Pierluigi Di Palma in un'intervista ha fatto sapere che la sicurezza negli aeroporti italiani è alta. L'Enac è il garante della nostra sicurezza, prima negli aeroporti italiani e poi durante il volo. Dal primo luglio 2021, Pierluigi Di Palma - avvocato dello Stato, pugliese di Grottaglie - presiede questo ente del governo che ha un ruolo decisivo per le nostre vite e i nostri viaggi.
Di Palma: "Allarme sicurezza negli aeroporti europei"
Un comandante d'aereo,
la notte del 30 aprile il volo 609 di Ita, in viaggio da New York a Roma, non ha risposto ad alcune chiamate
del centro radar di Marsiglia. Una coppia di caccia italiani, decollata da Grosseto, ha intercettato un velivolo croato che è entrato in silenzio radio sullo spazio aereo austriaco, diretto verso l'Italia. Due eventi distinti per dinamica e caratteristica, ma sui quali bisogna prestare attenzione.
Il presidente dell'Enac rassicura i passeggeri che le vacanze degli italiani saranno tranquille "
perché le competenze umane e le tecnologie in campo rappresentano il meglio del meglio. Le famiglie italiane, che sono attente e informate, si sono accorte che i nostri aeroporti funzionano bene mentre all'estero alcuni scali non stanno garantendo una ottimale qualità del servizio e un utile presidio al varco security".
Di Palma, inoltre, fa notare, in un'intervista a Repubblica, "
che alcuni aeroporti modello, come Schipol in Olanda, si sarebbero scoperti incapaci di accogliere i loro viaggiatori. Persone che, a pandemia arginata, vogliono semplicemente volare. Ci sono file di turisti e uomini d'affari, proteste, caos, voli cancellati. Sono situazioni di insicurezza che noi non stiamo vivendo".
I licenziamenti negli aeroporti
L'Italia ha evitato di licenziare personale, mentre, sostiene il presidente dell'Enac, "

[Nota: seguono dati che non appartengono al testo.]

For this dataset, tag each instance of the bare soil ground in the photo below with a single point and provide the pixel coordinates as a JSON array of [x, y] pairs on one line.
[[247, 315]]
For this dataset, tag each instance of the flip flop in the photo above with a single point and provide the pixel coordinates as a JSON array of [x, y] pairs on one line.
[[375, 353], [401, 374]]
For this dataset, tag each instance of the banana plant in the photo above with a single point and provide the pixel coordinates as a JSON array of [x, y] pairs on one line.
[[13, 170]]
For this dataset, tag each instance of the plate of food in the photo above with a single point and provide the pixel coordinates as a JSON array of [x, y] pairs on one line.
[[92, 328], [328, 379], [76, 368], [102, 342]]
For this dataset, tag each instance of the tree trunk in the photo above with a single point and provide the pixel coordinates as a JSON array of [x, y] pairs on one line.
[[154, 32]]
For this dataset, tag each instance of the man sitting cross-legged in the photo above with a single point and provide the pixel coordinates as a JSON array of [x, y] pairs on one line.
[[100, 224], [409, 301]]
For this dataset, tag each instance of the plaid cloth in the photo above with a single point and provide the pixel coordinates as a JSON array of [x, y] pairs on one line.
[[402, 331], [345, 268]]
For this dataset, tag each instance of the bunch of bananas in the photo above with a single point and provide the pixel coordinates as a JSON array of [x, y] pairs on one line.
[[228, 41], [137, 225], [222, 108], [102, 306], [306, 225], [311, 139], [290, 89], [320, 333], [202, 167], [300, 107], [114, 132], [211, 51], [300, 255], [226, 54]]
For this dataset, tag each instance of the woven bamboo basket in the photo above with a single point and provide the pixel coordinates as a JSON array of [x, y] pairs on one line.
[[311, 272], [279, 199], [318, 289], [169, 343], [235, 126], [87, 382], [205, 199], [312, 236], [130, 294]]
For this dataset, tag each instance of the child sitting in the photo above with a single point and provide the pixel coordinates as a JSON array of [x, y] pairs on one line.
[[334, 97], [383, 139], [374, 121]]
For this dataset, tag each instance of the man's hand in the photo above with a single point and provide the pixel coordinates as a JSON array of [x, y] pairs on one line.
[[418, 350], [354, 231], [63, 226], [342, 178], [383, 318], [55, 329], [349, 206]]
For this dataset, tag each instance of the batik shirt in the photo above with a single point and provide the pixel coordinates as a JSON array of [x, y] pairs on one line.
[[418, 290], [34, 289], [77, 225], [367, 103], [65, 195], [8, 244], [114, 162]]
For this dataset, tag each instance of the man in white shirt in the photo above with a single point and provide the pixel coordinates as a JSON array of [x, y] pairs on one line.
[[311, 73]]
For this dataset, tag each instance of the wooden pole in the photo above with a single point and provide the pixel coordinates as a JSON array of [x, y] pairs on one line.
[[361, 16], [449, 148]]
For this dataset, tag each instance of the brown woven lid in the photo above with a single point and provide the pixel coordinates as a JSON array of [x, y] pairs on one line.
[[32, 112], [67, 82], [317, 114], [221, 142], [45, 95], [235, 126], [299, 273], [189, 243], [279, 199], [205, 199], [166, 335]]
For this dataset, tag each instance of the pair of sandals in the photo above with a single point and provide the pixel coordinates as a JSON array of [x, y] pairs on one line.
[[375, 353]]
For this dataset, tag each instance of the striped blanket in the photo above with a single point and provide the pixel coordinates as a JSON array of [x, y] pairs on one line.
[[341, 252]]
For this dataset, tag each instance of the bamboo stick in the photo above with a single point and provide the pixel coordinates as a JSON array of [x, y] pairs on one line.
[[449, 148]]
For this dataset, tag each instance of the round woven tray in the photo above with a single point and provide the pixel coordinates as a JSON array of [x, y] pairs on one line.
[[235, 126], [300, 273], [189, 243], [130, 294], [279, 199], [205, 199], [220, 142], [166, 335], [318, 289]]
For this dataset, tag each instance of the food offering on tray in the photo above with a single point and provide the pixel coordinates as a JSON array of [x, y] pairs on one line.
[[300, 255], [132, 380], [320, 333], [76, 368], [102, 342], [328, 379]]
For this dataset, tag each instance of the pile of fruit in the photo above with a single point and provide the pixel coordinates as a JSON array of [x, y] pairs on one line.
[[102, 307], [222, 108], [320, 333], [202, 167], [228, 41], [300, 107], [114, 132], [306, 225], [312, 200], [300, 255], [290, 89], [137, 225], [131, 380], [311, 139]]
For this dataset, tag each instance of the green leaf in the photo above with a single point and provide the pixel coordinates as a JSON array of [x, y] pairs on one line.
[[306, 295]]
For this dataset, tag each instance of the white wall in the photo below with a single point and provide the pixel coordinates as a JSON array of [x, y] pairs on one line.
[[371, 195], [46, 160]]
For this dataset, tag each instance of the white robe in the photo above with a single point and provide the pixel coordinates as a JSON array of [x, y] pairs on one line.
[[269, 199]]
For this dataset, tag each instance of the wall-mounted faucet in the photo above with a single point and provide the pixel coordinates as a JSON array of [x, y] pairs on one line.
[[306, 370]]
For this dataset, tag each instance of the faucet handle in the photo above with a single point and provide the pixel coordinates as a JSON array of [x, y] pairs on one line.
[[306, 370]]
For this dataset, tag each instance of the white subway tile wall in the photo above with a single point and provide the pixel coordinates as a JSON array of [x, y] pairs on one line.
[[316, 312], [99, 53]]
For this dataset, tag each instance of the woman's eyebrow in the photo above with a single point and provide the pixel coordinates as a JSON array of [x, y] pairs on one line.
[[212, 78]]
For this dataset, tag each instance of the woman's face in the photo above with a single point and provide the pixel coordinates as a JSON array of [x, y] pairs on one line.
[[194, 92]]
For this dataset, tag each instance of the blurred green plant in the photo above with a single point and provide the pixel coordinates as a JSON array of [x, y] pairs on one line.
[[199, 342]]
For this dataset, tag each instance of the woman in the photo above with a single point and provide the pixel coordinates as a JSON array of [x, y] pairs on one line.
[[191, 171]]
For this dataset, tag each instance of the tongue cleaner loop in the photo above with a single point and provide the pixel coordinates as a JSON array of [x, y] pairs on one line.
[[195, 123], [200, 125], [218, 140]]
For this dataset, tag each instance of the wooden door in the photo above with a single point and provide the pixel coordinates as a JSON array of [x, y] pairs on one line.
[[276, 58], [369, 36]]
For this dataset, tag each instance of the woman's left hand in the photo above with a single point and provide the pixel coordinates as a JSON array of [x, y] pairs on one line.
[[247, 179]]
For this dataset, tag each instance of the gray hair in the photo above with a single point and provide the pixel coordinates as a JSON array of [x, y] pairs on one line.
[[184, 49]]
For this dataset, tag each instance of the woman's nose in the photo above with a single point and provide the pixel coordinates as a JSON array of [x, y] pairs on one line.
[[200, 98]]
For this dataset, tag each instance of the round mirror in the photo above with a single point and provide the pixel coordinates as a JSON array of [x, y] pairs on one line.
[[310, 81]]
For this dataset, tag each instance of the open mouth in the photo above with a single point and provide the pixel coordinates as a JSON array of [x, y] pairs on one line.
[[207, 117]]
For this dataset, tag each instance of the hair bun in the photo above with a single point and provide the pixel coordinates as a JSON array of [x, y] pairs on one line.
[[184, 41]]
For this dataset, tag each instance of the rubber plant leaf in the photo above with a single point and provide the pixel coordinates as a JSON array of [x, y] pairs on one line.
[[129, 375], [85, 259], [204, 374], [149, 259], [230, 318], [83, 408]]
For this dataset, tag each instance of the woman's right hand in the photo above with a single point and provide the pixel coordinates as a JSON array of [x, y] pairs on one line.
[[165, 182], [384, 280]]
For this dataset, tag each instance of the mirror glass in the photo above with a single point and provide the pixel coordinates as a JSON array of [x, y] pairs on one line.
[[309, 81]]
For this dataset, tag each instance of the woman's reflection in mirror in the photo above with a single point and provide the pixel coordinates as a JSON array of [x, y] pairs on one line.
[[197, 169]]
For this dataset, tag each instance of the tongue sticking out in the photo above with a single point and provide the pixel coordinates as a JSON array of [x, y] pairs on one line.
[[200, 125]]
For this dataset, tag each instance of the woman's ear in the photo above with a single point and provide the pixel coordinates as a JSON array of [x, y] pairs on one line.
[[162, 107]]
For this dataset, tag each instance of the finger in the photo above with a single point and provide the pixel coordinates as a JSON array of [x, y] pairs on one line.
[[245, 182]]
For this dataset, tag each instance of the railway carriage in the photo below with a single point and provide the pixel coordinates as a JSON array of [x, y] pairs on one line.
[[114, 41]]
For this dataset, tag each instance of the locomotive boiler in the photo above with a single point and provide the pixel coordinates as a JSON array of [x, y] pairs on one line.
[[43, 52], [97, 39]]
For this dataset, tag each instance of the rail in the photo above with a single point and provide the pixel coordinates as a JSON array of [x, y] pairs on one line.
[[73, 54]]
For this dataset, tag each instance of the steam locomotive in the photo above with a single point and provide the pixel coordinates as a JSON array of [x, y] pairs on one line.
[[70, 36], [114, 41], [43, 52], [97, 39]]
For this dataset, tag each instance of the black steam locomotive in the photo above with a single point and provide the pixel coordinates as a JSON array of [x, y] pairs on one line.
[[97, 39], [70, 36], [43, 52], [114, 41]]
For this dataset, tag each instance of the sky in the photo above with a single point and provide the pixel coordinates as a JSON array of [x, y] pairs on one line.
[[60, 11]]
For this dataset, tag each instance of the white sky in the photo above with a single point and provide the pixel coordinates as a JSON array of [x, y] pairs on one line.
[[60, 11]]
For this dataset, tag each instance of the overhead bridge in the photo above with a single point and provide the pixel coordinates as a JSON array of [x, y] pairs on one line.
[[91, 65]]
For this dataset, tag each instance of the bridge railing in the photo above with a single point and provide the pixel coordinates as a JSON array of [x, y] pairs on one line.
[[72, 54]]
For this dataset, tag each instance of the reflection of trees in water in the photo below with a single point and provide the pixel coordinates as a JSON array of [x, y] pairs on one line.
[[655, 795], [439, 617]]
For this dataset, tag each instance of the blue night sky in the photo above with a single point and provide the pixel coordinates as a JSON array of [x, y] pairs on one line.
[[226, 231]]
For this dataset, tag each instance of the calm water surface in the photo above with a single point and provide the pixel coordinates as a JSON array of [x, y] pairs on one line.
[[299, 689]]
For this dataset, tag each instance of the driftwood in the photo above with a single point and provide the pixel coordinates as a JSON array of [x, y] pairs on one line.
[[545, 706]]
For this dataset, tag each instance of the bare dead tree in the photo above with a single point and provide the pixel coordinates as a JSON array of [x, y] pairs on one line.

tanti aeroporti nel mondo hanno licenziato personale per reggere l'onda d'urto del Covid, ed ora sono in sofferenza. Noi, invece, non abbiamo tagliato. E questo è merito del governo che ha garantito quasi un miliardo di aiuti al settore; e dell'Enac che ha reclamato e poi distribuito la gran parte di questi aiuti".
Licenziamento del comandante di Ita
Di Palma si definisce "
addolorato per il dramma di questo comandante che perde il lavoro. La sua condotta a bordo, che Ita considera scorretta, poteva essere sanzionata in maniera più lieve, senza arrivare al licenziamento. Una volta a terra, la compagnia e il comandante non hanno trovato una visione comune nella ricostruzione del caso. Così è stato licenziato".